Nello Xinjiang la situazione dei diritti umani sta peggiorando rapidamente. La gente ha paura di difendersi perché teme di essere punita
Secondo un testimone, il 4 settembre, un contadino, Liu Ming (pseudonimo), e sua moglie stavano tirando un carretto di verdura al mercato generale di Urumqi quando cinque agenti della polizia locale sono arrivati e hanno chiesto a tutti gli agricoltori di mostrare i documenti di identità per una ispezione. Ming ha mormorato fra sé «Altre assurdità della polizia!». L’agente l’ha allora immediatamente ammanettato e arrestato con l’accusa di «avere contraddetto un agente di polizia».
La moglie ha implorato clemenza, ma è stata arrestata anche lei per «avere coperto un crimine». Per poter essere rilasciata è stata costretta ad ammettere che suo marito si era lamentato, ma questo non ha impedito che l’uomo venisse portato via.
Secondo una fonte interna, la polizia ha chiuso Liu Ming in una gabbia di metallo con sbarre d’acciaio rinforzato; non poteva né stare in piedi né alzare la testa e ha dovuto rimanere fermo in posizione accovacciata per otto ore. I suoi amici e i suoi parenti sono dovuti ricorrere a certi loro contatti e hanno pagato circa 10mila renminbi (circa 1.500 dollari statunitensi) prima che Liu Ming venisse rilasciato.

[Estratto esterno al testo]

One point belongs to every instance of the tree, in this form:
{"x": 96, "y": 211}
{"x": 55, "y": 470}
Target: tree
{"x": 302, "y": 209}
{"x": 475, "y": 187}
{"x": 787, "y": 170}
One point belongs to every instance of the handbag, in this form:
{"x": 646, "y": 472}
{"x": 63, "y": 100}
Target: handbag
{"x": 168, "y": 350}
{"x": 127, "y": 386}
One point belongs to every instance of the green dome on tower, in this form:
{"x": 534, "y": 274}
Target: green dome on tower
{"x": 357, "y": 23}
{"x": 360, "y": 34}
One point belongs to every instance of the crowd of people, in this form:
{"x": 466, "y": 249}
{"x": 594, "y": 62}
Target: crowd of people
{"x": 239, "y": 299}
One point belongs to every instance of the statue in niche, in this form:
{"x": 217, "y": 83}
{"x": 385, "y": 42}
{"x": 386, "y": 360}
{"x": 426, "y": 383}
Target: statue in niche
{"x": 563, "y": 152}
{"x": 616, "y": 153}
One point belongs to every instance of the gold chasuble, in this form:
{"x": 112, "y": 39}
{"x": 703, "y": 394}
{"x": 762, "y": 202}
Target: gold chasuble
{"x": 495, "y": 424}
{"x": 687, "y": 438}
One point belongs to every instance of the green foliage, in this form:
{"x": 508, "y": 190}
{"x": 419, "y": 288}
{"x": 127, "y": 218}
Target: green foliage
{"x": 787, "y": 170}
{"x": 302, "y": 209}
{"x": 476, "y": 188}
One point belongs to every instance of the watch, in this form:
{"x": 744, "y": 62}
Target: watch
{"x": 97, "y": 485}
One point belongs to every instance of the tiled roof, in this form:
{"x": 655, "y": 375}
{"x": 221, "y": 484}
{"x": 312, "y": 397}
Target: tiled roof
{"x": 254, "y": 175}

Le autorità nello Xinjiang stanno violando continuamente i diritti della gente con arresti e internamenti illegali nei campi di “rieducazione”, inviando funzionari del Partito a vivere con le famiglie uigure o installando sistemi di sorveglianza per limitarne i movimenti nella provincia. Come ha detto la celebre attivista Rebiya Kadeer a Voice of America alla fine di luglio, «il presente degli Uiguri è il futuro degli Han».